Die Forschungsarbeit der beiden Erstautorinnen Laura König und Christiane Attig wurde von der Fachgruppe Gesundheitspsychologie der Deutschen Gesellschaft für Psychologie (DGPs), von dem vom Bundesministerium für Bildung und Forschung (BMBF) geförderten Projekt Smartact sowie dem durch die Deutsche Forschungsgemeinschaft (DFG) geförderten Sonderforschungsbereich (SFB) „Hybrid Societies“ der TU Chemnitz unterstützt.
Faktenübersicht:
• Originalpublikation: König, L. M., Attig, C., Franke, T., & Renner, B. (2021). Barriers to and facilitators for using nutrition apps: a systematic review and conceptual framework. JMIR mHealth and uHealth, 9(6), e20037. doi: 10.2196/20037
• Die Studie ist eine Kooperation der Gesundheitspsychologinnen Jun.-Prof. Dr. Laura König (Universität Konstanz/Universität Bayreuth) und Prof. Dr. Britta Renner (Universität Konstanz) mit der Ingenieurspsychologin Christiane Attig (TU Chemnitz) und dem Ingenieurspsychologen Prof. Dr. Thomas Franke (Universität zu Lübeck)
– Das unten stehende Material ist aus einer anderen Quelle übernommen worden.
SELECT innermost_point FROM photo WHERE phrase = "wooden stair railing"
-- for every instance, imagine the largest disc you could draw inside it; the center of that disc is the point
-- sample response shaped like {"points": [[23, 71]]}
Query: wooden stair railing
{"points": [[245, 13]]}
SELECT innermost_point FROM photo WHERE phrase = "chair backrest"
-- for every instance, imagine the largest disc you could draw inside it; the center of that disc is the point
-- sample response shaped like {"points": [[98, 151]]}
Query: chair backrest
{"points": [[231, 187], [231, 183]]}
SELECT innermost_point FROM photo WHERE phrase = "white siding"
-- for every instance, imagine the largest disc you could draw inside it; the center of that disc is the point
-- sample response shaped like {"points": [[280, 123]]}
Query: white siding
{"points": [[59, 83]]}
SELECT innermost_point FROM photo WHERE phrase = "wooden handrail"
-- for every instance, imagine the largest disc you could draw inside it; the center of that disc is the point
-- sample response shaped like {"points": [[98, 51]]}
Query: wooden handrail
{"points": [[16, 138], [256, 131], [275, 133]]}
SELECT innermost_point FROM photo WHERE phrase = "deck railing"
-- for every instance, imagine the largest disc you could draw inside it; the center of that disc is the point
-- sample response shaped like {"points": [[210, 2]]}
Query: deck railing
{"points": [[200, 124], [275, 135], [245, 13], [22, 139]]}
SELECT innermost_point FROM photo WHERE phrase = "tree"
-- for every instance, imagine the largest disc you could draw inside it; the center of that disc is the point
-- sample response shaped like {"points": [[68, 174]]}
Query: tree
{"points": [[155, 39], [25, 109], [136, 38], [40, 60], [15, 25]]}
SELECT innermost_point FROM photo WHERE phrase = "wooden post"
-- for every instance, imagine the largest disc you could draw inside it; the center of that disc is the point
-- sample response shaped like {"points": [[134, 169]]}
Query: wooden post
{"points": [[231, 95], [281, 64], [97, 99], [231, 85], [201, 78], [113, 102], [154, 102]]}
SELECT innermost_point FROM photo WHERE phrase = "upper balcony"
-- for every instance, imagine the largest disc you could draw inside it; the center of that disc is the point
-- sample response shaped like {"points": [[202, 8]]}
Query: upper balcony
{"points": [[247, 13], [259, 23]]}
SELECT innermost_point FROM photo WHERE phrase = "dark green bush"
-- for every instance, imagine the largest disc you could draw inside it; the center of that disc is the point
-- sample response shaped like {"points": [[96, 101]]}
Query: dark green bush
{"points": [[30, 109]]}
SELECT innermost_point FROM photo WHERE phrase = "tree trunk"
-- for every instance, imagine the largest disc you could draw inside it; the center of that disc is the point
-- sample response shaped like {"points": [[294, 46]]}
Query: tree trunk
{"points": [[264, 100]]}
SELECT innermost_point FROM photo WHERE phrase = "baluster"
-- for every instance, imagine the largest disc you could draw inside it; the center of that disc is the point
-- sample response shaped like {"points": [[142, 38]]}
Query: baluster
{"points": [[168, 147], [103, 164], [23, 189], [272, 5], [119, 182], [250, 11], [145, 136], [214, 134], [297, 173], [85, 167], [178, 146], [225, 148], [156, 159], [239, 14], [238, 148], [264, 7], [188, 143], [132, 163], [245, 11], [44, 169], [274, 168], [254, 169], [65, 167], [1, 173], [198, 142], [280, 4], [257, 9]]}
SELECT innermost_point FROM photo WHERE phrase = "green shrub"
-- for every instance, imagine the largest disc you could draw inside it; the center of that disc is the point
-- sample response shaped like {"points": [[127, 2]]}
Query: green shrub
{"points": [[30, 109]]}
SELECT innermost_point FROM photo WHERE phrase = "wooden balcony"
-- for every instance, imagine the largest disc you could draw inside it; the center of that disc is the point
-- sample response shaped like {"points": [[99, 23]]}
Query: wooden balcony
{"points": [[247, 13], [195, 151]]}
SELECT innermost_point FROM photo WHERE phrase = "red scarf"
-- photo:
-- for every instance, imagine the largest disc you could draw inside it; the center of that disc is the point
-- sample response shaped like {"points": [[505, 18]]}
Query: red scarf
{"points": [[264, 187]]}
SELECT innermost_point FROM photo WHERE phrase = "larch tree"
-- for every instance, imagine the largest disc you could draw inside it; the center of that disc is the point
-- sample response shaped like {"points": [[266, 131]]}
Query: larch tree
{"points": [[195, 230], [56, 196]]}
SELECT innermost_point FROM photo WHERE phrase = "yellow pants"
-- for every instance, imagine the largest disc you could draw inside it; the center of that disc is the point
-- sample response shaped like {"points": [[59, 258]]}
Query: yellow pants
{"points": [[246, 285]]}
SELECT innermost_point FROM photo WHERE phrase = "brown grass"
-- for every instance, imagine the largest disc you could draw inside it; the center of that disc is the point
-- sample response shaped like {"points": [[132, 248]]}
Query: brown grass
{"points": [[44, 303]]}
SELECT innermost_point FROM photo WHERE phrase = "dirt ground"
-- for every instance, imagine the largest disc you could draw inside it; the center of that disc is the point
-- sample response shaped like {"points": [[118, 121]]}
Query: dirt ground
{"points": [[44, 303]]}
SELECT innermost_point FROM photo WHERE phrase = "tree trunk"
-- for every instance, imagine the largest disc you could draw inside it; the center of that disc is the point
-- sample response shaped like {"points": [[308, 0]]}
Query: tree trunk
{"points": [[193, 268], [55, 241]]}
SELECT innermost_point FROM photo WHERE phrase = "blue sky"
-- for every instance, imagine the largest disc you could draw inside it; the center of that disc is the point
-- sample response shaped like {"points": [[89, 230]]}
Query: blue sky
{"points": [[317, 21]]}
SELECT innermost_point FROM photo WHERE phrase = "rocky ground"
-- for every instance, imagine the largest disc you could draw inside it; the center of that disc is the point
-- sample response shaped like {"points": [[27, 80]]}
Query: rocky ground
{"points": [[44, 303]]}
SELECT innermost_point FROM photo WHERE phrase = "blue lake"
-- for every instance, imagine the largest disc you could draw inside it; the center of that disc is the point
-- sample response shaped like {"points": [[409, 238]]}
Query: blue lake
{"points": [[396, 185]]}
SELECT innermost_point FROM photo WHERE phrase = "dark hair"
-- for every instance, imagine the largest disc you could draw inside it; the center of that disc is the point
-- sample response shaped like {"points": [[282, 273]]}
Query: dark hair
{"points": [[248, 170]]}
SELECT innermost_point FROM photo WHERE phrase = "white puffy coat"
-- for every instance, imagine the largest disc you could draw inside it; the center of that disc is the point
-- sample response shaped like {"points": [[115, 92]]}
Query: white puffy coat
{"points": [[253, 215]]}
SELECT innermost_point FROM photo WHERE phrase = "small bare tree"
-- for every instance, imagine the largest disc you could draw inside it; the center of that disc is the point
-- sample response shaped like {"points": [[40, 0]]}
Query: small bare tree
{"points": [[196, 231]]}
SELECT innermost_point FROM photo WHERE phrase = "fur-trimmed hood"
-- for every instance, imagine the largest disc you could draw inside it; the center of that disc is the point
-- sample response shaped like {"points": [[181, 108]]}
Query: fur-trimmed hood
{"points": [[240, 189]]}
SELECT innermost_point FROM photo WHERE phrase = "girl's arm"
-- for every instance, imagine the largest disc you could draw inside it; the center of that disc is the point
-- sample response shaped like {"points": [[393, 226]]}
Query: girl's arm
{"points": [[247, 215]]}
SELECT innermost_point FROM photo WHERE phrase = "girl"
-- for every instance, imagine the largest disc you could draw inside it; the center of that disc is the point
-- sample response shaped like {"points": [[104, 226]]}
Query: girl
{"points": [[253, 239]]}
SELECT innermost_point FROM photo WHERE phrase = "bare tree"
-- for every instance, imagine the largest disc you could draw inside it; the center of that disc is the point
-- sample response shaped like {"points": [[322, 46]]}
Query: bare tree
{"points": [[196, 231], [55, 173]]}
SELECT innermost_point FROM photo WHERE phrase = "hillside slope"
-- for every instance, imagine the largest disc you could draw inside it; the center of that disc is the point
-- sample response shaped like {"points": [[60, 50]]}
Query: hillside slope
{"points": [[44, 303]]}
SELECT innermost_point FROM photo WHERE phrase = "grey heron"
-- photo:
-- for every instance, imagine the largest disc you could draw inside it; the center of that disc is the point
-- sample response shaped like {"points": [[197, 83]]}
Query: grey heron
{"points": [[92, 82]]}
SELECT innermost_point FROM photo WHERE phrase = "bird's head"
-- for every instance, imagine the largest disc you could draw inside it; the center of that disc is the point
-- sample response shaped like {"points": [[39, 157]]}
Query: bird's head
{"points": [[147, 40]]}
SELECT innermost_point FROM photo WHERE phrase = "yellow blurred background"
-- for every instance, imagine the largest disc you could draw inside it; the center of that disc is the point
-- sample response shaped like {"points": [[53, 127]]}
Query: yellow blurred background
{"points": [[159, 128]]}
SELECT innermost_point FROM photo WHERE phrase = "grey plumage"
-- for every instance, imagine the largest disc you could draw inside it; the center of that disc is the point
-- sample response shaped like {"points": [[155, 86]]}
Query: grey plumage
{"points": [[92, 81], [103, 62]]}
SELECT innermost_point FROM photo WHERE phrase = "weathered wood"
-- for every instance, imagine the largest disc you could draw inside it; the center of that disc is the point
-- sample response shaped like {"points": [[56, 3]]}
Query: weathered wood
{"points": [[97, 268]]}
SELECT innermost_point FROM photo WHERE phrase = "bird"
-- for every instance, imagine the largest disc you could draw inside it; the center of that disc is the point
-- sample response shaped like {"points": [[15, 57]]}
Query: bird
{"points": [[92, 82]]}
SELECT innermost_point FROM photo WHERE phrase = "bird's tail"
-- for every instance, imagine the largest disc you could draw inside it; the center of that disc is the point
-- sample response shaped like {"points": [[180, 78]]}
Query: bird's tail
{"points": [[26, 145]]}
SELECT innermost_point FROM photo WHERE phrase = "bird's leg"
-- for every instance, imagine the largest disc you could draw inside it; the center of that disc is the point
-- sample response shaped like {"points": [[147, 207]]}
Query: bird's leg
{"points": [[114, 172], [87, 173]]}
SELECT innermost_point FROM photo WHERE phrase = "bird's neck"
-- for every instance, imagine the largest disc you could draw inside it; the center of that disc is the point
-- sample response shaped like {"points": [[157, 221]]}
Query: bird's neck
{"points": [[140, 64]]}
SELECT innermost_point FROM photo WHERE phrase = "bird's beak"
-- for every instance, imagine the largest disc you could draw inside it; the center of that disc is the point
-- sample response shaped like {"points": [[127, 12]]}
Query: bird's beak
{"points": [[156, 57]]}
• Das Projekt wurde durch das Peer-Mentoring Team-Programm der Fachgruppe Gesundheitspsychologie der Deutschen Gesellschaft für Psychologie (DGPs) gefördert. Weitere finanzielle Unterstützung erhielt es durch das Projekt Smartact, das durch das Bundesministerium für Bildung und Forschung (BMBF) gefördert wird, sowie durch den Sonderforschungsbereich Hybrid Societies der TU Chemnitz, der von der Deutschen Forschungsgemeinschaft (DFG) gefördert wird.